Since Facebook is always looking for ways to introduce new features and of course, collect more revenues, their latest announcement comes as a no surprise for tech junkies.
According to Recode, the company is rolling out yet another channel for advertising by testing the new mid-roll video ads. This new format will allow video publishers to insert ads into their clips after people have watched them for 20 seconds or more. Currently, the idea is that Facebook will sell the advertisements and share the generated profit with the publishers, giving them 55% of the sales, which is basically the same ratio that the online video ad business tycoon, YouTube, is offering.
If this idea finally comes through, it will give a chance for many video publishers to make real money from the stuff they have been running on Facebook.
Facebook statistics shows that since the introduction of videos on this social platform a couple of years ago, the video viewing by users has increased up to 100 million hours per day. Taken this into consideration, the decision of Mark Zuckerberg to ban the pre-roll video ads (advertisements that are running before the video starts) comes as a surprise.
So far publishers have not seen much profit from the videos they are showing on Facebook even though they are spending a considerable amount of money to build a significant presence.
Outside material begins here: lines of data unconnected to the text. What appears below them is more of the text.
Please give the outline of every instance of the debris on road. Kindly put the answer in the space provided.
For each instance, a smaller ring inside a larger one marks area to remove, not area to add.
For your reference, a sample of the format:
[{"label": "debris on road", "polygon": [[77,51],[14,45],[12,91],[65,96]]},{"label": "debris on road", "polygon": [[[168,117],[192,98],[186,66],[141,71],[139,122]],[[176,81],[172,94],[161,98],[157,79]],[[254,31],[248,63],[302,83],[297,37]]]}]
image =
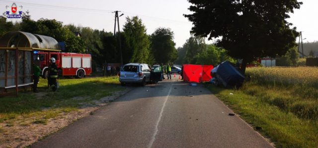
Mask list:
[{"label": "debris on road", "polygon": [[190,85],[192,86],[196,87],[196,86],[198,86],[198,84],[196,84],[196,83],[190,83]]},{"label": "debris on road", "polygon": [[256,129],[256,130],[261,130],[263,128],[262,128],[261,127],[256,126],[255,127],[255,129]]}]

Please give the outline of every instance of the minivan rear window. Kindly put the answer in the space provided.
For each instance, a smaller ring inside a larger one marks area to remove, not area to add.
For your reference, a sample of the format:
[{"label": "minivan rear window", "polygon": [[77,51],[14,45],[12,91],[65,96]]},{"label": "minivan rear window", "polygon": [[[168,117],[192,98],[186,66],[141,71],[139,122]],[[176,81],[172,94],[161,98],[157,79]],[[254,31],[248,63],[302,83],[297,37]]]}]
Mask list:
[{"label": "minivan rear window", "polygon": [[137,72],[138,70],[138,67],[137,66],[127,65],[124,66],[124,68],[123,68],[121,71]]}]

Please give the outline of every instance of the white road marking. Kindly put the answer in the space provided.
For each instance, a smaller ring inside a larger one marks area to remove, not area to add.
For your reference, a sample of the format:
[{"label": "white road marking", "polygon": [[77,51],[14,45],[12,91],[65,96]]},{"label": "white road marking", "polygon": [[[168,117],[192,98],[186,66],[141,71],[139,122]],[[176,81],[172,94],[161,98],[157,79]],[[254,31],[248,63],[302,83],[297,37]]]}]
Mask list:
[{"label": "white road marking", "polygon": [[159,118],[158,118],[157,123],[156,124],[156,128],[155,128],[155,133],[154,133],[154,135],[153,135],[153,137],[151,139],[151,141],[150,141],[150,143],[148,145],[149,148],[150,148],[153,147],[153,144],[154,144],[154,142],[155,142],[155,140],[156,140],[156,135],[157,135],[157,133],[158,133],[158,126],[159,125],[159,122],[160,122],[160,120],[161,120],[161,117],[162,116],[162,112],[163,112],[163,109],[164,108],[164,106],[165,106],[165,104],[167,102],[167,100],[168,100],[168,98],[169,98],[169,96],[170,95],[170,93],[171,93],[171,90],[172,89],[172,88],[171,87],[170,88],[170,90],[169,90],[169,93],[168,93],[168,95],[167,95],[167,97],[165,98],[165,100],[164,100],[164,102],[163,103],[163,105],[162,105],[162,108],[161,108],[161,111],[160,112],[160,115],[159,115]]}]

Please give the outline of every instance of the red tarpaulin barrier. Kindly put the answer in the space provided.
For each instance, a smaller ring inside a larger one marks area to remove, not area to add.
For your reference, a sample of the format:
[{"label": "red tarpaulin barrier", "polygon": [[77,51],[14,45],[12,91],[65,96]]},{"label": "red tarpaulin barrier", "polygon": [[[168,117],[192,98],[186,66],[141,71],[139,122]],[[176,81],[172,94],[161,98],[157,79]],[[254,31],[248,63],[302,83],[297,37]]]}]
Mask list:
[{"label": "red tarpaulin barrier", "polygon": [[210,75],[212,69],[212,65],[184,64],[183,80],[187,82],[198,83],[210,81],[212,78]]},{"label": "red tarpaulin barrier", "polygon": [[203,65],[203,74],[202,75],[202,82],[210,81],[212,77],[211,76],[211,71],[213,69],[213,65]]},{"label": "red tarpaulin barrier", "polygon": [[187,82],[201,83],[203,71],[202,65],[184,64],[183,80]]}]

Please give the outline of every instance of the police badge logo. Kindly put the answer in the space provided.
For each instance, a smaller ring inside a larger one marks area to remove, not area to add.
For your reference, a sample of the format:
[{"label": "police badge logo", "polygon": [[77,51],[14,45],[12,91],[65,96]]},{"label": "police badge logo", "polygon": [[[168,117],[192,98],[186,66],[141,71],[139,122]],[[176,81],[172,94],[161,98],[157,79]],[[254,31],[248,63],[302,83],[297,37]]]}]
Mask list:
[{"label": "police badge logo", "polygon": [[21,11],[23,7],[22,5],[17,6],[15,2],[11,5],[6,6],[7,11],[3,13],[6,17],[6,22],[12,22],[13,24],[22,20],[22,17],[25,15],[25,13]]}]

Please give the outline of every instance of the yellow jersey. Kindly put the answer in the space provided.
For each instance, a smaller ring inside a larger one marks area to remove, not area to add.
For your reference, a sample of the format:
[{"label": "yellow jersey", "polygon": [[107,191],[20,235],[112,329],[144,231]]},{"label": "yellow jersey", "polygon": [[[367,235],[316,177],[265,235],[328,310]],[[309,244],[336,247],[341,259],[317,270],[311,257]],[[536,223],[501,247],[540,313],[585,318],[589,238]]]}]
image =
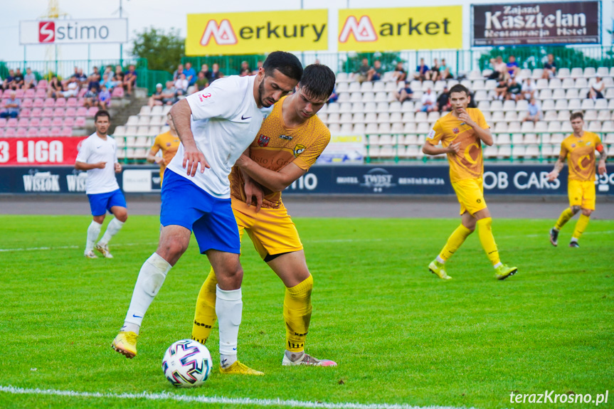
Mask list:
[{"label": "yellow jersey", "polygon": [[[477,108],[467,108],[467,113],[480,127],[490,127],[482,111]],[[458,154],[447,154],[450,181],[479,179],[484,174],[482,141],[473,128],[452,115],[452,112],[435,123],[426,141],[433,146],[441,141],[443,147],[447,147],[452,142],[460,142],[460,152]]]},{"label": "yellow jersey", "polygon": [[[250,157],[260,166],[274,171],[278,171],[290,163],[307,171],[330,142],[330,131],[315,115],[297,127],[286,127],[282,115],[286,97],[273,105],[270,115],[263,122],[250,145]],[[236,166],[233,167],[230,180],[231,196],[245,201],[245,182]],[[281,192],[264,189],[265,199],[270,203],[263,203],[263,207],[278,208],[283,206]]]},{"label": "yellow jersey", "polygon": [[561,156],[567,157],[571,181],[595,181],[595,149],[601,144],[597,134],[584,131],[581,137],[571,134],[561,143]]}]

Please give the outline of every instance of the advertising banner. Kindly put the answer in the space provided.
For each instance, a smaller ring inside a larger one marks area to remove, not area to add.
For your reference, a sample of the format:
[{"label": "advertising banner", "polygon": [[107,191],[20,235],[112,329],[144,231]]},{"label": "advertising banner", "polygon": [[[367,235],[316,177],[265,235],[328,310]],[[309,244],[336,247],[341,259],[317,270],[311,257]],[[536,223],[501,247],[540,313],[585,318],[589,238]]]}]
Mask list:
[{"label": "advertising banner", "polygon": [[328,50],[328,10],[188,14],[186,55]]},{"label": "advertising banner", "polygon": [[462,48],[462,6],[339,11],[339,51]]},{"label": "advertising banner", "polygon": [[19,21],[19,43],[23,46],[127,42],[126,18]]},{"label": "advertising banner", "polygon": [[601,43],[600,1],[472,4],[471,45]]},{"label": "advertising banner", "polygon": [[0,138],[0,166],[74,165],[85,137]]}]

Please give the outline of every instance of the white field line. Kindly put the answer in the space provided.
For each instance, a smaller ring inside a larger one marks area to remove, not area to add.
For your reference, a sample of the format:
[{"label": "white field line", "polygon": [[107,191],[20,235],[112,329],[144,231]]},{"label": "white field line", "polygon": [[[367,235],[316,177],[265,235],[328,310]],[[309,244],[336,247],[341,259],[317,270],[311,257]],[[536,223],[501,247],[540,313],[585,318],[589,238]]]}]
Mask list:
[{"label": "white field line", "polygon": [[[144,399],[147,400],[175,400],[227,405],[252,405],[254,406],[287,406],[291,408],[322,408],[325,409],[459,409],[452,406],[411,406],[393,403],[327,403],[284,400],[282,399],[253,399],[251,398],[224,398],[223,396],[186,396],[170,393],[101,393],[100,392],[77,392],[56,389],[27,389],[14,386],[0,386],[0,392],[14,395],[46,395],[71,398],[99,398],[103,399]],[[473,409],[473,408],[470,408]]]}]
Because of this obstacle, many publishers have decided to pull out or not place any video advertising content.
It is also worth mentioning that last year Facebook started experimenting by allowing publishers to create videos sponsored by advertisers, which helped generated significant ad dollars.There was also another attempt in 2015 where publishers created a separate video section and were able to share revenue from standalone videos ads that were running there.
This new idea that the company is planning to implement is the most significant one when it comes to direct profit for advertisers, and it is estimated that it will have the biggest impact because it includes all sorts of videos throughout the network.